Behind Elliott and Ferry came the other members of the club’s first team, as chosen by popular vote: King, 895 votes; Charles Smith of Georgetown, 486, and Sherman Douglas of Syracuse, 356. Glen Rice, who led Michigan to its National Collegiate Athletic Assn. title and broke the tournament scoring title, got a late write-in surge but finished four votes behind Douglas with 352.

And who was the more worthy?

“It’s really hard,” King said. “You didn’t have that one player who dominated everything. Last year it was Danny Manning, the year before David Robinson.

“I think they both meant a lot to their teams. You take Sean Elliott from Arizona, and they go from a great team to an average team. You take Danny Ferry from Duke and they go from a great team to an average team.

Advertisement

“I guess you have to let them go head to head and they have to guard each other. Whoever scores the most points and his team wins, he’s the one. That’s one way to get out of that one.”

All the first-team members except Smith, who was back on campus, attended. Ferry and his coach, Mike Krzyzewski, retired the competition in the who-went- to-the-most-trouble category, flying home to Durham, N.C., from Seattle Monday for a campus reception, then turning around and flying here.

Award Ceremony Notes

Second team: Glen Rice, Michigan; Jay Edwards, Indiana; Todd Lichti, Stanford; Hank Gathers, Loyola Marymount and Lionel Simmons, LaSalle. . . . Mike Krzyzewski to John Wooden, from the dais: “You hear a lot of (talk) at these things but I hope some of us as coaches put as much back into the game as you have.

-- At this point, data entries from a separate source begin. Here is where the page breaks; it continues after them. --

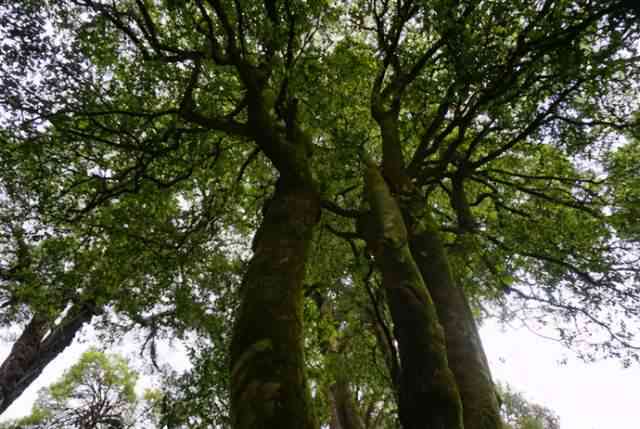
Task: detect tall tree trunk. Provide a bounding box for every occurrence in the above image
[369,39,501,428]
[409,221,502,429]
[229,178,320,429]
[0,304,95,415]
[363,162,463,429]
[329,378,366,429]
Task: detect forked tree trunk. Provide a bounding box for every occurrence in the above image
[0,305,95,415]
[363,162,463,429]
[410,224,502,429]
[229,178,320,429]
[406,204,502,429]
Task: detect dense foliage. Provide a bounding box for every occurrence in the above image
[0,0,639,427]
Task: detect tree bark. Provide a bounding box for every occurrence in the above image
[410,222,502,429]
[370,92,500,429]
[363,162,463,429]
[229,178,320,429]
[0,304,95,415]
[329,378,365,429]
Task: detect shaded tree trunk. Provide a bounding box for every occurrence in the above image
[229,178,320,429]
[406,171,503,429]
[329,378,366,429]
[370,97,499,429]
[0,304,95,415]
[363,162,463,429]
[410,226,502,429]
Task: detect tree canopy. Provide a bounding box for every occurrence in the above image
[498,383,560,429]
[0,0,639,428]
[0,348,158,429]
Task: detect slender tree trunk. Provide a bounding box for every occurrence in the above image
[409,221,502,429]
[229,178,320,429]
[311,286,367,429]
[366,304,400,397]
[329,378,366,429]
[0,304,95,415]
[363,162,463,429]
[315,296,366,429]
[330,390,342,429]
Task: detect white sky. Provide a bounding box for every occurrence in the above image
[481,320,640,429]
[1,320,639,428]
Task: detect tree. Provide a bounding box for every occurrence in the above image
[1,1,639,428]
[0,348,156,429]
[498,383,560,429]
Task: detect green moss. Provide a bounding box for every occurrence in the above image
[408,211,503,429]
[363,163,463,429]
[230,184,319,429]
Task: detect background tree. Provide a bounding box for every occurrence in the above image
[498,383,560,429]
[0,348,158,429]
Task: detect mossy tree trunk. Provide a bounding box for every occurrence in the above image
[228,69,321,427]
[229,175,320,429]
[364,162,464,429]
[230,83,320,429]
[407,171,502,429]
[370,89,502,429]
[410,225,502,429]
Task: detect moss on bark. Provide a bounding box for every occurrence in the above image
[410,220,502,429]
[364,162,463,429]
[230,179,320,429]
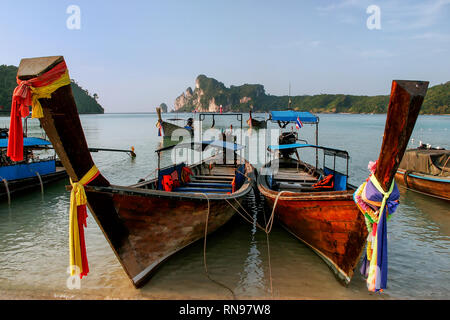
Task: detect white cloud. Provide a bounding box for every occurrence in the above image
[316,0,450,31]
[270,40,321,50]
[410,32,450,42]
[383,0,450,30]
[360,49,397,58]
[316,0,364,13]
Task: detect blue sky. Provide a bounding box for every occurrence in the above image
[0,0,449,112]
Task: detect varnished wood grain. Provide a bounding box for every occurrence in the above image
[375,80,429,192]
[258,180,367,284]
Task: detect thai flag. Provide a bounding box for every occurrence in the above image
[296,116,303,129]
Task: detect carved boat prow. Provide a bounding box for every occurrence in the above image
[19,56,254,288]
[257,80,429,285]
[156,107,193,138]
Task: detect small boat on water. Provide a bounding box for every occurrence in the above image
[257,80,429,285]
[13,55,255,288]
[156,107,193,138]
[247,110,267,129]
[0,135,67,201]
[395,145,449,201]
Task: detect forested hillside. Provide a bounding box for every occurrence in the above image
[0,65,104,114]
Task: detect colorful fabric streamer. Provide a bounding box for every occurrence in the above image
[354,165,400,293]
[156,121,162,136]
[69,165,100,279]
[7,61,70,161]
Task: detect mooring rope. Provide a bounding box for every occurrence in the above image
[195,192,236,300]
[223,187,289,298]
[2,179,11,206]
[202,164,287,298]
[264,190,288,297]
[225,198,266,232]
[266,191,288,234]
[35,171,44,195]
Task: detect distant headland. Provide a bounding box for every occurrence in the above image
[172,75,449,114]
[0,65,104,115]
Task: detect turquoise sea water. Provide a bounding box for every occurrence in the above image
[0,113,448,299]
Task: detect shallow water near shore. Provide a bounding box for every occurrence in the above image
[0,113,449,300]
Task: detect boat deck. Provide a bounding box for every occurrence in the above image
[175,165,238,194]
[272,167,320,192]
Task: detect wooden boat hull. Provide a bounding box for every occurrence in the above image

It’s nice to see someone put back as much as they took out--and you took a lot. I’m going to have a special meeting with Coach Wooden and ask him how to take that final step and win a national title.” Krzyzewski’s teams have been to three of the last four Final Fours, but have been beaten in all of them.

Syracuse Coach Jim Boeheim on Sherman Douglas: “Somebody asked me the other day, ‘Who’s going to take over at Syracuse?’ I said, ‘I think it’s going to be me. The last three years, this guy did.’ ” . . . And a bit of byplay between the free-wheeling Oklahoma duo: Stacey King, reminding his coach, Billy Tubbs, that he’d be watching from now on, told him: “I’m an alum now.” Replied Tubbs, sotto voce: “Send money.”

Sean Elliott: “Somebody asked me one time, ‘How do you feel when Coach (Lute Olson) compares you to Magic (Johnson)?’ It’s like your dad, calling you the best football player in the world. I really don’t listen to that kind of thing. (Laughing) I think if it came from Coach Wooden, I’d listen to it more.” . . . Elliott also talked of wanting to defend the fallen banner of western basketball drawing this response from Douglas: “You talk about West Coast basketball, you’d better talk to Coach Boeheim. Because he has at least four players from L.A.”